By Alyssa Martin—Features Editor


Earlier this month, I saw a shocking image on social media. This picture illustrated all the mass shootings that have happened worldwide since January 2019.

Many countries had zero mass shootings. A few countries had less than 10, and then there was the United States. At the very top of the list, a three-digit number. 249 was crossed out with a red line and 250 was written next to it. I was astonished at the difference in numbers between countries, and it made me wonder: “Why the difference?” 

Today, it seems as if there is news about mass shootings or attempts thereof nearly every few weeks. With these incidents becoming normalized in our country, the majority of people try to place blame on our second amendment right and how easy it is to acquire firearms. 

In an article published by The Guardian earlier this year following the Christchurch Massacre in New Zealand, Nick Evershed looked at gun control laws around the world, specifically Australia. 

Evershed highlighted a number of studies regarding Australian gun laws and stated since certain laws have been in place, there have not been many shootings. The major part of the gun laws is the amount of security and the process of purchasing a firearm, including background checks.

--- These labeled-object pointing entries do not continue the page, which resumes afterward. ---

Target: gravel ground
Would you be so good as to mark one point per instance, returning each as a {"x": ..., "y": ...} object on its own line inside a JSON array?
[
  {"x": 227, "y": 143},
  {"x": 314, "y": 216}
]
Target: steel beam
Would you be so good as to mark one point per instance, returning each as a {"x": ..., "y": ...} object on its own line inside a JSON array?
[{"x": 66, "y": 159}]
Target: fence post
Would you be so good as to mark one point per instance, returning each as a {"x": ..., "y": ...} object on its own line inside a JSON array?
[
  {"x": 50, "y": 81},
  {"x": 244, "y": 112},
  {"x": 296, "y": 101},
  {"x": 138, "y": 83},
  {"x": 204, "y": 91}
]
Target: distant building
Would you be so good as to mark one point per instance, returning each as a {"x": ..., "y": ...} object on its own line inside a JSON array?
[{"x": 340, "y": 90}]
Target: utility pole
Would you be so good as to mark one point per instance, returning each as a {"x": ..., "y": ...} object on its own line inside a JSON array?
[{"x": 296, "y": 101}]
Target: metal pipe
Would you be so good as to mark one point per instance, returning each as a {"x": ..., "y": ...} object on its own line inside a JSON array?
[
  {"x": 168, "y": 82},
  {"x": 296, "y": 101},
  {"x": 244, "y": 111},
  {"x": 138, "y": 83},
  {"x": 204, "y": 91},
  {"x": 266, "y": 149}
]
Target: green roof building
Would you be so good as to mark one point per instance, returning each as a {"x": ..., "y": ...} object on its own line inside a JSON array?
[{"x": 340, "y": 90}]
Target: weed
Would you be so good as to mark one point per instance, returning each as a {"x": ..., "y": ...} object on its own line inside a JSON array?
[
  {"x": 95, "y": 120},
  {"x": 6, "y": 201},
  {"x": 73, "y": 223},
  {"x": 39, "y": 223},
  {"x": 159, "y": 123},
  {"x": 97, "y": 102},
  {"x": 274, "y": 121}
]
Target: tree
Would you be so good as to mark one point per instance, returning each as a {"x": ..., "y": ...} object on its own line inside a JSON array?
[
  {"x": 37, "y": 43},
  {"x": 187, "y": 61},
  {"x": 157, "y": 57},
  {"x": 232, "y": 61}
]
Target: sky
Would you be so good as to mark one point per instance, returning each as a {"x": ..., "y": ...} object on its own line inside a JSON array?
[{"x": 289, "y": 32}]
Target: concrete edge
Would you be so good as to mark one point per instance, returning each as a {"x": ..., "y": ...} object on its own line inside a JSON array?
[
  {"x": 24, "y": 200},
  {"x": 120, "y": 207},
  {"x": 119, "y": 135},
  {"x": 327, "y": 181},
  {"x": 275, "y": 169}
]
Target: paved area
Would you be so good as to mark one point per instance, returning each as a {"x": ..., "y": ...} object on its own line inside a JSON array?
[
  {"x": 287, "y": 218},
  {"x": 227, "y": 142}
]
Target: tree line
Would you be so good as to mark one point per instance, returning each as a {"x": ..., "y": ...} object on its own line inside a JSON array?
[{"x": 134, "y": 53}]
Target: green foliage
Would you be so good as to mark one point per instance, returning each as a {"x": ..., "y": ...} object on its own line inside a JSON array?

While making it more difficult for people to obtain firearms, I am not confident it will resolve this issue. Most of the time after these incidents occur, the shooters are diagnosed with some sort of mental illness or it is verified through loved ones of such. 

Last month, Time magazine published an article called “Politicians Keep Blaming Mass Shootings on Mental Health Issues. Doctors Say They’re Wrong.” As the title suggests, throughout the article, Jaime Ducharme pulls social media posts as well as studies and comments from psychologists and other doctors which states easy access to guns is the cause of mass shootings and gun violence, not mental health issues, as portrayed throughout media and rhetoric of politicians. 

I do not think it is fair to generalize every person with a mental illness by stating they will commit an act like this; however, I do not necessarily think it is not a contributing factor in some of the incidents so ubiquitous in our society. 

Whatever the cause, it frightens me how normal it is for elementary-aged children to know exactly what to do if someone comes into their school with a gun, or how many college students think about someone perceived as a threat coming on their campus while they are walking to class or studying. These things are not normal, and they should not be treated as such. Whatever the cause, it needs to be pinpointed, and steps must be taken to stop this epidemic before it happens again.